The film often jarringly juxtaposes the two distinct sections of Eric Lomax’s life. The film begins on a quaint, jovial note, as we see Eric meet Patricia, his soon-to-be wife, played by Nicole Kidman, on board a train heading towards Scotland, a mode of transport for which it is very quickly clear that Lomax has a particular affinity for. However, their idealistic, and clearly joyful marriage, is quickly brought to a halt by the appearance of flashbacks of his horrendous time in the war. It is here that Firth’s portrayal of Lomax is particularly poignant, and cements his standing as one of the most emotionally affecting actors of his generation. Being mostly known for more sarcastic, romantically-swayed roles (read: Bridget Jones), Firth’s depiction of Lomax’s utter inability to cope with the terrors of his earlier life is distressing, disturbing, and utterly heart-breaking, and something I, many years in the future, can only imagine to be an accurate dramatic portrayal of the pain experienced by the men who endured something similar in the atrocities of war.

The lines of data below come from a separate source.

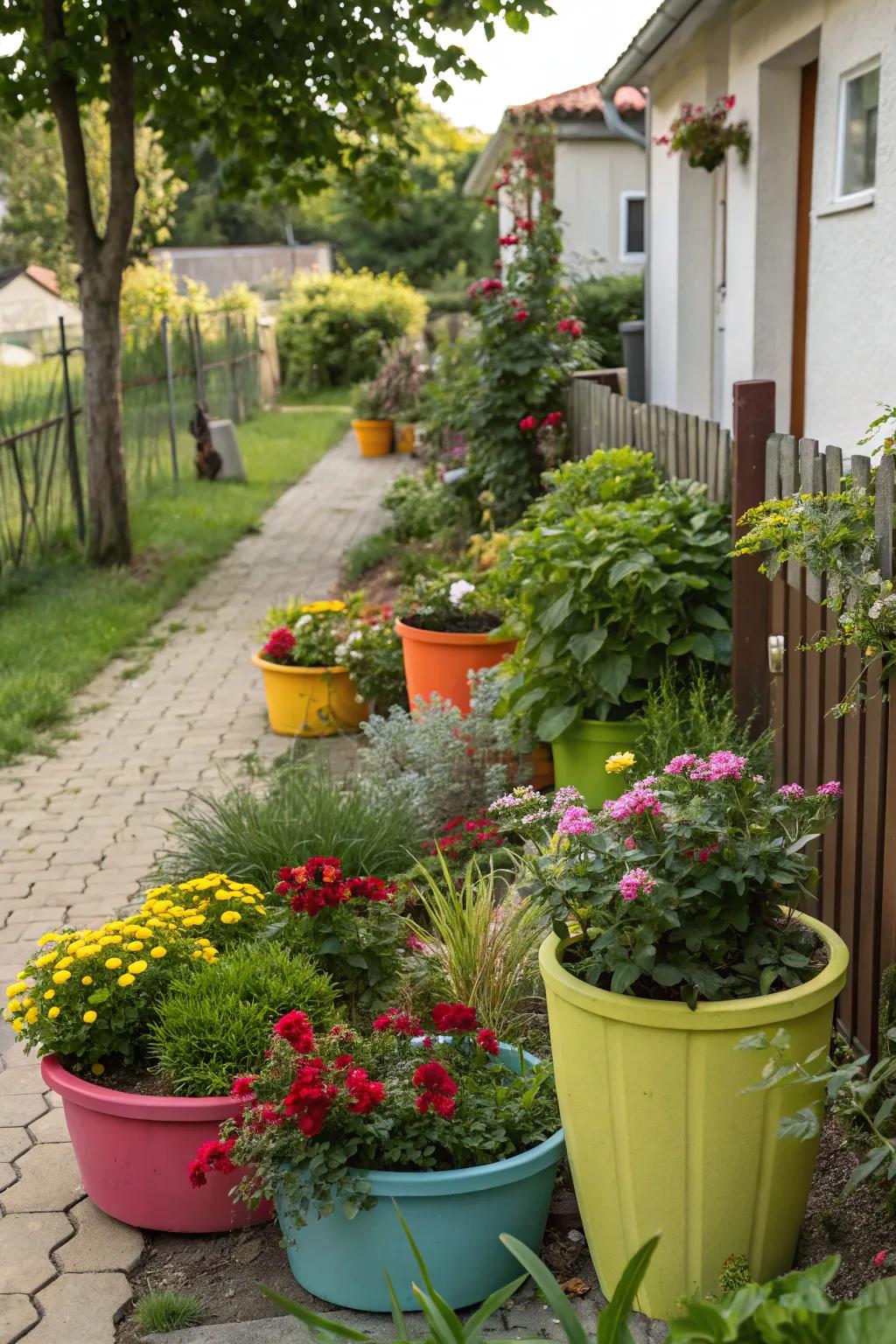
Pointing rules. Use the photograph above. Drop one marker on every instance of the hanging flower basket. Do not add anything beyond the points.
(705, 135)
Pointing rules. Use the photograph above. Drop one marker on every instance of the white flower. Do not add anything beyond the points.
(458, 591)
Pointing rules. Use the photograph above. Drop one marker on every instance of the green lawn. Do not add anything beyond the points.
(62, 622)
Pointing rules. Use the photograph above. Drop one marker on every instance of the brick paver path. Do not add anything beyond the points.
(78, 832)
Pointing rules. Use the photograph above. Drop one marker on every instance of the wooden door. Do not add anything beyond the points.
(808, 85)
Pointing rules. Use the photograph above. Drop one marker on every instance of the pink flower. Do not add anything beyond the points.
(575, 822)
(680, 764)
(635, 883)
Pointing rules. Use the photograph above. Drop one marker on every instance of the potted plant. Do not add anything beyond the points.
(601, 601)
(446, 626)
(309, 692)
(677, 934)
(373, 421)
(457, 1128)
(128, 1022)
(705, 136)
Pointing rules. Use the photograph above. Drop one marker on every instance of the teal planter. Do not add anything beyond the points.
(456, 1219)
(580, 754)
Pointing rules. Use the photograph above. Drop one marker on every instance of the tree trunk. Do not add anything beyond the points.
(108, 524)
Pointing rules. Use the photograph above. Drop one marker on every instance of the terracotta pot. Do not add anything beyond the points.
(437, 663)
(133, 1153)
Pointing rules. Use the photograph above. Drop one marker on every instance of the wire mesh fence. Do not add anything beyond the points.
(165, 368)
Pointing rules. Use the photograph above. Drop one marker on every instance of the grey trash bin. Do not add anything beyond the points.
(633, 358)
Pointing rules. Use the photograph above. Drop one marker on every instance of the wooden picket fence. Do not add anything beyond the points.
(684, 445)
(858, 854)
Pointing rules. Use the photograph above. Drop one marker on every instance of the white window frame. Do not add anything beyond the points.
(624, 225)
(864, 195)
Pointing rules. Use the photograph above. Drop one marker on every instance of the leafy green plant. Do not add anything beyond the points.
(331, 328)
(604, 602)
(684, 883)
(216, 1023)
(690, 709)
(383, 1100)
(480, 942)
(298, 808)
(601, 304)
(164, 1309)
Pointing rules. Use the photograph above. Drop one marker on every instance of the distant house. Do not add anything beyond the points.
(220, 268)
(30, 300)
(598, 176)
(782, 268)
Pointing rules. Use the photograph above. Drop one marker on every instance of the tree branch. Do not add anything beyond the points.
(63, 97)
(122, 171)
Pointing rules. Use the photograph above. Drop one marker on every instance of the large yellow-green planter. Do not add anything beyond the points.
(662, 1136)
(580, 754)
(311, 702)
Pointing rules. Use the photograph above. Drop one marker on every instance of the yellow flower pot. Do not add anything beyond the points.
(662, 1136)
(374, 437)
(404, 438)
(311, 702)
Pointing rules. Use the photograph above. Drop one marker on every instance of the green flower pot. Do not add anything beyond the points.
(580, 754)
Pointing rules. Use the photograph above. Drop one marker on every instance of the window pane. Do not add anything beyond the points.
(860, 132)
(634, 226)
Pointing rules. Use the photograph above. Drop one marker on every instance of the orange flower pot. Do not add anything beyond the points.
(437, 663)
(374, 437)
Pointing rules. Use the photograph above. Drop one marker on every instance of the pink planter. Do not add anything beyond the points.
(135, 1151)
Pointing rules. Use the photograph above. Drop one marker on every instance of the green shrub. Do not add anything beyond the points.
(614, 473)
(216, 1023)
(605, 301)
(602, 604)
(332, 328)
(250, 832)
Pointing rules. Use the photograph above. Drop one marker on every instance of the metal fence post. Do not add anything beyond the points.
(172, 416)
(754, 421)
(72, 444)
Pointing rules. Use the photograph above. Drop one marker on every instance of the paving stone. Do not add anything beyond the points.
(100, 1242)
(25, 1241)
(17, 1313)
(80, 1309)
(49, 1180)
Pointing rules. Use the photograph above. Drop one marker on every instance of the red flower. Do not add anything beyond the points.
(454, 1018)
(488, 1042)
(280, 642)
(296, 1028)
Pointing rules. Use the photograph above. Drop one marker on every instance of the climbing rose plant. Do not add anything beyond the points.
(326, 1109)
(685, 886)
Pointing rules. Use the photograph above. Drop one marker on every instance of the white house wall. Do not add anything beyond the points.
(755, 52)
(590, 179)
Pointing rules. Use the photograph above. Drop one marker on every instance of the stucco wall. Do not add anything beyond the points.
(25, 306)
(755, 50)
(590, 176)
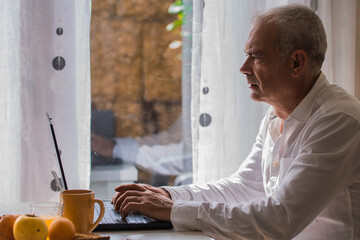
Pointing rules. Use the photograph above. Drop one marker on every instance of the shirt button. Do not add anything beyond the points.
(276, 164)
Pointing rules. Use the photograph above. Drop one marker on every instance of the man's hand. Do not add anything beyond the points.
(102, 146)
(148, 200)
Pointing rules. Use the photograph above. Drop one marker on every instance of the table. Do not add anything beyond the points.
(22, 208)
(104, 178)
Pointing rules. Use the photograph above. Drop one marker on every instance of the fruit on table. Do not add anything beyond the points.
(30, 227)
(61, 229)
(6, 226)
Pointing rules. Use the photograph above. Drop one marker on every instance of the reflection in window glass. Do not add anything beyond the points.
(136, 85)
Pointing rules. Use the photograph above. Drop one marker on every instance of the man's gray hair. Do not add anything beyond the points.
(298, 28)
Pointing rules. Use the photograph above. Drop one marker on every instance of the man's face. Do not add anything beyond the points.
(267, 73)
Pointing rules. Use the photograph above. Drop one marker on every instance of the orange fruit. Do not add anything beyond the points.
(61, 229)
(6, 226)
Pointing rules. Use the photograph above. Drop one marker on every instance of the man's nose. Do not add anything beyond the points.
(246, 67)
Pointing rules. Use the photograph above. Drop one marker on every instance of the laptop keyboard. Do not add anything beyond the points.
(113, 217)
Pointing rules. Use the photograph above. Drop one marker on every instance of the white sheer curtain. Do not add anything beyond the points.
(224, 119)
(35, 80)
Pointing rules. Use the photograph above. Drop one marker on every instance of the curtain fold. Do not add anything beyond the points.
(44, 67)
(341, 20)
(224, 119)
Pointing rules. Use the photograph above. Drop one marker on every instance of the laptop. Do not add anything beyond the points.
(112, 220)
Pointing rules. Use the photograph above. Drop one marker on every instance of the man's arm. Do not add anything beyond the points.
(150, 201)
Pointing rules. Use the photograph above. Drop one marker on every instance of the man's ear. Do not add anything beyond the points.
(298, 61)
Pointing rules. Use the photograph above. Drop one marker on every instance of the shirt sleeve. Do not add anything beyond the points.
(327, 164)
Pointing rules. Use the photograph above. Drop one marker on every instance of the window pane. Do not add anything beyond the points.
(136, 75)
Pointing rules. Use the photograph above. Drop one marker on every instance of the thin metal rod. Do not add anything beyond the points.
(57, 152)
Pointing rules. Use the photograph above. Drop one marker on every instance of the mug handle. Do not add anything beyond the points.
(102, 212)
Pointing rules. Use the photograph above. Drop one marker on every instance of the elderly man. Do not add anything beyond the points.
(302, 178)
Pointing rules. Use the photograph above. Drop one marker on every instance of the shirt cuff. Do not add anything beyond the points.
(184, 215)
(126, 149)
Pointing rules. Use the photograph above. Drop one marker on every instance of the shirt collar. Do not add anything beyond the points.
(305, 109)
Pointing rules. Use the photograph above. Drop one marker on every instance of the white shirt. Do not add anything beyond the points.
(301, 184)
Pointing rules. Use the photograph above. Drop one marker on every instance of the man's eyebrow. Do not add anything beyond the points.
(254, 52)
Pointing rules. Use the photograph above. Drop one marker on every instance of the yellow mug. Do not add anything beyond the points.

Jeremy Irvine does perhaps one of the film’s best jobs as he plays a younger Eric Lomax, in flashbacks used to explain to the audience what it is that the film’s protagonist experienced. Such information is learned along with Lomax’s wife Patricia, whose distressed and upset reaction is often one that mirrors that of the audience. It is Irvine’s excellent and shockingly accurate mimicry of Firth that aligns the two physically different characters with the same experience. Irvine manages so superbly to embody Firth’s character in his youth that you could be mistaken in thinking it was Firth himself, in his younger years, enacting the same role. However, the film is muted and slow in its depiction of exactly what Lomax was exposed to and, as such, it is difficult to ever fully attempt to understand the true extent of Lomax’s torture.
However, the film’s over-arching issue emerges as the past begins to catch up with Eric, and he begins to realise that he must face the realities and the injustice of what happened to him all those years ago as, Nagase, often portrayed as the perpetrator of many of the horrific acts against Lomax, has been found to be alive by Eric’s best friend and fellow war veteran Finlay. In one of the film’s most dramatic and upsetting scenes, Finlay is seen hanging himself from a railway bridge, in a poignant union of two major obsessions in Eric; the war, and railways. The meaning of the death is left ambiguous, leaving the audience wondering whether it was solely a means of encouraging Lomax to hunt down Nagase as a means of closure, or a desperate attempt to end Finlay’s own internal torture formed at the hands of the war. Either explanation adds to the incredible tension and sadness of the film, as it once again reaffirms the reality of the horrific effects of the war, long after it has come to an end. It similarly reiterates the importance of Eric’s situation, and the magnitude of the choice between revenge and forgiveness, in the face of his life-long enemy.
A film that is ultimately about the need for closure and forgiveness, The Railway Man may not possess many of the loaded, highly dramatic scenes of other war films, but it is here that I believe its strength lies. It focuses more on the bonds that are created during war, for better or for worse. For this reason, I believe the film and the cast were utterly overlooked for awards season – particularly the cast, who do the most to make this film the powerful, emotional depiction of war it is.